‘’Sen David Lynch ile ne ara halaoğlu kıvamına
geldin? Dünya ne ara zombi oldu?’’ diyen kalemsuare halkı! Buradan başlayınız.
Dünyanın zombi virüsü ile cebelleştiğini
duyduğumuzda David ile birlikte kahvaltımızı yapıyorduk. Oldukça durağan bir
gündü bizim için. Ekmek almaya gitmediği için David ile biraz atıştıktan sonra
ekmeği yine ben almaya gitmiştim. Biz şanslıydık dostlarım. David bizim
hayatımızı kurtarmıştı. Eyvallah! Ama zombiler de ‘’Walking Dead’’
zombilerindendi. ‘’I am Legend’’ filmindeki pijj zombiler gibi çılgın
atmıyorlardı bizim zombiler.

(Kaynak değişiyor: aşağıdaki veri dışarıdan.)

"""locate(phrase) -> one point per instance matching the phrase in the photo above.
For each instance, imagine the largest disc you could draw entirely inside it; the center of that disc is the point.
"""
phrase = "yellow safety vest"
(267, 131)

Hepsi ekmeğindeydi ama uzak durmak yine bizim
hayrımızaydı.
Salgının üzerinden 1 hafta geçmesine rağmen
bize bir şey olmamıştı. Bu da David sayesinde olmuştu tabii. Salgın
başladığında evdeki bütün şurupları süd ile içirmişti bana. 4 gün üst üste
basurlu kabız olmama rağmen sağlığım eski haline dönüyordu.
Bakkaldaki yiyecek stoğumuz azalıyordu. Ajlığa
bir süre olsun dayanabilirdim ama David dayanamazdı. 2 saatte bir tava ekmeği
yemesi gerekiyordu. Buralardan gitmenin zamanı gelmişti… Bakkaldan 2 tane tava
ekmeği alıp topuklarımı kıçıma vura vura evime doğru koştum. Apartmanın
kapısını anahtarımla açıp evime çıktım. Zile bastım ‘’kimo’’ diye kodaman bir
ses çıktı. Yanıt vermedim. David sesini yükselti. ‘’kiimmmoohh.’’ Yine yanıt
vermeyip kapıyı tekme atarak açtım. David beni zombi sanmış olacak ki içeriye
girdiğimde ‘’eneni eneni eneni’’ diye kaçmaya başlamıştı. ‘’Meh meh meh’’ diye
bağıra bağıra güldüm mutfağa giderken. Ardından ‘’gidiyoruz buradan deyvidddh.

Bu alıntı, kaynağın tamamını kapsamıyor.